The arts are suffering cuts, as we all know, with more probably on the way. Public funding should not be cut, say campaigners for the arts. Seek out more philanthropists, says the Government, turning a blind eye to how difficult this is outside London. On both sides there seems to be an unwillingness to look at wholly different ways of raising money to preserve and improve the nation's culture.
But there are other ways of raising money, radical and untried ways, and in the weeks to come before the Treasury's next announcement, they need to be considered. One that I am intrigued by is the thought of putting a tax on the auction houses, the likes of Sotheby's and Christie's, so that their profits can be ploughed back into the arts. It may not raise huge sums, but it is radical and imaginative. A conversation with leading figures in the Labour Party has indicated to me that they are indeed toying with this idea as a potential part of future Labour arts policy. Nothing official yet, but it's one piece of blue-sky thinking that could become reality.
Labour might indeed be willing to take on the auction houses. I suspect, though, that the present government would find a battle with Sotheby's and Christie's unpalatable. However, there is a measure it could take that would be more politically acceptable, one that would ease the strain on the public purse, and contain a certain amount of natural justice.
It could introduce a hotel tax, something commonplace abroad. With statistics continually showing that tourists are benefiting in huge numbers from our free museums and galleries, a hotel tax to help fund those museums and galleries seems a perfectly fair quid pro quo. Would tourists really object to supporting the culture they have come to Britain to see? We rarely raise an eyebrow when we encounter hotel taxes abroad.
Be it auction houses or be it hotels, some blue-sky thinking is needed to ensure that the debate that will intensify over the coming weeks is not focused solely, and almost certainly unproductively, on public funding and an increase in philanthropy. Yes, we want the arts to be properly funded, but on top of the essential money from the public purse, it's about time we had some imaginative thinking too.
No sympathy for the devil in the booking detail
Last week one reader nominated her local music festival for the "rip-off award" for the most grotesque use of booking fees. Inevitably, more nominations have come my way. Regular reader Hebe Gibbs tells me that she was keen to see The Rolling Stones at Hyde Park later this summer. It's well known that tickets will be a staggering £190 (ironic as the original Stones in the Park concert in the Sixties was free) but on discovering that, on top of the £190, there were the wretched additional charges, Ms Gibbs wrote to me, saying: "After the mouthwatering £380 for the two tickets, I was asked for £19 "service charge" followed by £5.50 postage at which stage I left the website in disgust." No weak puns needed about "can't get no satisfaction." This week's "rip-off award" will suffice.
So how did ITV's exposé not win the Bafta?

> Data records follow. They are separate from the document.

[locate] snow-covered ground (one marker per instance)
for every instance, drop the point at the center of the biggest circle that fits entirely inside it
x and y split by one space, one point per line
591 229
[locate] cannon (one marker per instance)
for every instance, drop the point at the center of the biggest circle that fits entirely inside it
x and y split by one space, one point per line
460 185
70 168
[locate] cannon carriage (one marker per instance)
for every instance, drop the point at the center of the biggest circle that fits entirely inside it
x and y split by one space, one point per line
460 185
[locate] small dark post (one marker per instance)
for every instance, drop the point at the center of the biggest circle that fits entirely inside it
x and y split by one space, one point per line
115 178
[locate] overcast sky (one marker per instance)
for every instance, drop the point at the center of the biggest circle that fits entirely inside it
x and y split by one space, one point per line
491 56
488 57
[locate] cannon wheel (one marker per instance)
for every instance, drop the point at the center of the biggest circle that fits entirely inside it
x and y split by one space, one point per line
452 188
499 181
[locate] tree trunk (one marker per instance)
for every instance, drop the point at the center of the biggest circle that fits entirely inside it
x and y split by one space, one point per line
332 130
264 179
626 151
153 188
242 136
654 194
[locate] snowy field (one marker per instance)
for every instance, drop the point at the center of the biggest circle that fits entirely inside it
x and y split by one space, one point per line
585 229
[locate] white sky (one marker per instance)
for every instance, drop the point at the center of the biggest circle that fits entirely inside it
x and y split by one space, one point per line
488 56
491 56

Congratulations, of course, to the BBC for winning a television Bafta for the best current-affairs programme with its programme on child abuse and the Catholic Church. I gather that, at the awards ceremony, faces were a little glum on the ITV table when that result was announced. They thought that they might win the prize for Exposure, the programme that revealed Jimmy Savile's predatory paedophilia to the world. I see their point. It was a documentary that led to numerous reports and inquiries, the disgrace of more than one "national treasure", shockwaves within the national broadcaster including the exit of a director-general, and other repercussions that have meant that barely a day has passed without some press and TV coverage of the people and issues involved. Exactly what more does a TV documentary have to achieve to win a prize?